The process-as-immanence argument is meant to deal with Phillip Johnson's contention that naturalism reduces God to a distant entity. According to Peacocke, God continuously creates the world and sustains it in its general order and structure; He makes things make themselves. Biological evolution is an example of this and, according to Peacocke, should be taken as a reminder of God's immanence. It shows us that "God is the Immanent Creator creating in and through the processes of natural order [italics in original]".[23] Evolution is the continuous action of God in the world. All "the processes revealed by the sciences, especially evolutionary biology, are in themselves God-acting-as-Creator".[24]
The chance-optimizing-initial-conditions argument runs as follows: the role of chance in biological evolution can be reconciled with a purposive creator because "there is a creative interplay of 'chance' and law apparent in the evolution of living matter by natural selection."[25] There is no metaphysical implication of the physical fact of "chance"; randomness in mutation of DNA "does not, in itself, preclude these events from displaying regular trends of manifesting inbuilt propensities at the higher levels of organisms, populations and eco-systems."[26] Chance is to be seen as "eliciting the potentialities that the physical cosmos possessed ab initio."[27]
The random-process-of-evolution-as-purposive argument is perhaps best considered an adjunct to the process-as-immanence argument,[citation needed] and a direct response to Johnson's continued references to evolution as "purposeless". Peacocke suggests
that the evolutionary process is characterized by propensities towards increase in complexity, information-processing and –storage, consciousness, sensitivity to pain, and even self-consciousness… the actual physical form of the organisms in which these propensities are actualized and instantiated is contingent on the history of the confluence of disparate chains of events, including the survival of the mass extinctions that have occurred.[28]
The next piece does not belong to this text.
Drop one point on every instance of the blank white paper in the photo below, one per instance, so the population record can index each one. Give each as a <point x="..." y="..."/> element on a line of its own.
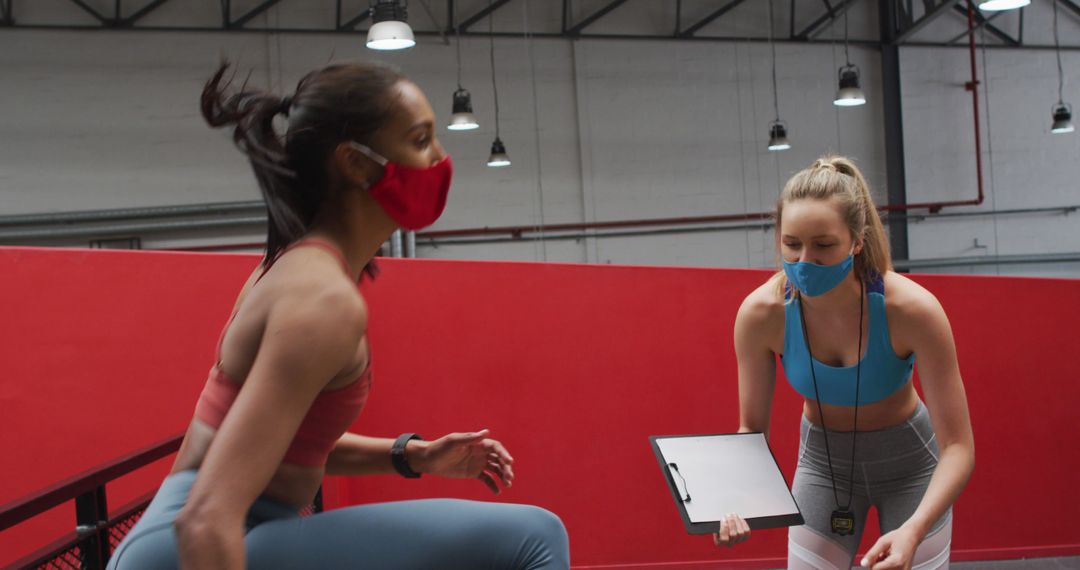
<point x="733" y="473"/>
The natural-evil-as-necessity argument is meant to be a response to the classic philosophical argument of the problem of evil, which contends that an all-powerful, all-knowing and beneficent God cannot exist as such because natural evil (mudslides which crush the legs of innocent children, for instance) occurs. Peacocke contends that the capacities necessary for consciousness and thus a relationship with God also enable their possessors to experience pain, as necessary for identifying injury and disease. Preventing the experience of pain would prevent the possibility of consciousness. Peacocke also takes an eastern argument for natural evil of that which made must be unmade for a new making to occur; there is no creation without destruction. To Peacocke, it is necessary that organisms go out of existence for others to come into it. Thus, pain, suffering and death are necessary evils in a universe which will result in beings capable of having a relationship with God. God is said to suffer with His creation because He loves creation, conforming the deity to be consistent with the Christian God.
The Jesus-as-pinnacle-of-human-evolution argument proposed by Peacocke is that Jesus Christ is
the actualisation of [evolutionary] potentiality can properly be regarded as the consummation of the purposes of God already incompletely manifested in evolving humanity .... The paradigm of what God intends for all human beings, now revealed as having the potentiality of responding to, of being open to, of becoming united with, God.[29]
Similar propositions had previously been put by writers such as C. S. Lewis (in Mere Christianity) and Teilhard de Chardin.
In the introduction to The Sciences and Theology in the Twentieth Century,[30] Peacocke lists a set of eight relationships that could fall upon a two-dimensional grid. This list is in part a survey of deliberations that occurred at the World Council of Churches Conference on "Faith, Science and the Future", Cambridge, Massachusetts, 1979.